Potremmo definirlo "Waters-gate" quello che ha investito nelle ultime settimane lo storico frontman dei Pink Floyd. Roger Waters, 79 anni, bassista e cantante del gruppo britannico dal 1965 al 1984, è tornato al centro della scena dopo che la Russia ha chiesto al Consiglio di Sicurezza delle Nazioni Unite di includerlo nell'elenco degli oratori per la riunione del Consiglio di oggi sull'Ucraina. A dichiararlo il primo vice rappresentante permanente russo presso le Nazioni Unite Dmitry Polyansky all'agenzia Tass.
Waters era stato di recente attaccato duramente dalla moglie del suo ex chitarrista David Gilmour, Polly Samson, via Twitter, venendo definito "un antisemita, un ladro e un sostenitore di Putin". La motivazione? Aver proposto una soluzione personale alla crisi ucraina per mezzo della ricerca di un compromesso da parte di Kiev in una lettera aperta alla First lady Olena Zelenska.
Waters ha risposto all'invito di Zelenska alla Bbc a inviare più armi a Kiev con una lettera in cui dichiarava la sua volontà di "cercare una strada diversa per fermare il massacro in Ucraina". Waters ha invitato Zelensky a "porre fine alla guerra civile nell'est e portare la pace nel Donbass e una parziale autonomia a Donetsk e Luhansk, ratificando e attuando il resto del corpo degli accordi di Minsk". Inoltre ha accusato gli Usa e il Regno Unito di aver gettato benzina sul fuoco della crisi ucraina.
L'affondo sull'Ucraina
Da qui è nata la querelle che ha coinvolto Waters. Il quale ha rincarato la dose parlando alla Berliner Zeitung e affermando che "Vladimir Putin ha sempre sottolineato di non avere alcun interesse a conquistare l’Ucraina occidentale, né a invadere la Polonia o qualsiasi altro paese oltre confine". Ha inoltre stigmatizzato l'Ucraina e i "governi di estrema destra influenzati dal golpe di Maidan a Kiev.
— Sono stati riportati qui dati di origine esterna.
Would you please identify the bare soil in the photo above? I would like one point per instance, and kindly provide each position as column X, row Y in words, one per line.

Un colpo di stato ampiamente accettato come orchestrato dagli Stati Uniti". Troppo, per la Samson, autrice di molti testi dei Pink Floyd dopo l'uscita di Waters dal gruppo nel 1984.
Ora arriva la convocazione della Russia a Waters per parlare all'Onu. Una mossa che rischia di iscrivere ufficialmente nella lista dei propagandisti pro-Mosca un artista che sulla guerra in Ucraina si è mosso da battitore libero, radicalizzandosi mese dopo mese nella sua critica all'Occidente.
Waters nel 2014 esaltava la lotta delle Pussy Riots contro Putin, nel 2022 lo ha invitato a sedersi al tavolo dei negoziati con Kiev scrivendogli una lettera aperta con parole chiare: "Se ho letto correttamente i tuoi precedenti discorsi, ti piacerebbe negoziare uno stato di neutralità per un sovrano, vicino Ucraina? Giusto? Supponiamo che una tale pace possa essere negoziata, dovrebbe contenere un accordo assolutamente vincolante per non invadere mai più il territorio di nessuno".
Dai concerti annullati a strumento della propaganda russa
Dopo lo scoppio della guerra, però, gli attacchi all'Occidente si sono amplificati. Waters è stato dichiarato per le sue posizioni persona non grata dalla città di Cracovia che a settembre ha annullato il suo concerto.
E ora la Berliner Zeitung nota un parallelismo tra la radicalizzazione di Waters sull'Ucraina e quella precedente nelle critiche a Israele, partite con l'opposizione alle politiche aggressive di Tel Aviv in Palestina e arrivate a attacchi furibondi negli ultimi anni in cui ha definito lo Stato ebraico neonazista e genocida. Ad esempio, "dopo la morte violenta dell'afroamericano George Floyd, che ha provocato proteste in tutto il mondo, ha accusato Israele nel 2020 di essere in parte responsabile: la "polizia militarizzata" americana aveva imparato pratiche mortali come prendere l'aria inginocchiandosi sulla vittima dell'esercito israeliano".
Da uno scenario scomodo all'altro il "Waters-gate" si amplia.
E per il musicista di fama mondiale l'invito della Russia rappresenta però una linea rossa: accettarlo significherebbe passare dal campo delle voci libere, per quanto spesso stonate, a quello dei propagandisti. Un confine, per molti critici, già superato ampiamente dall'artista britannico.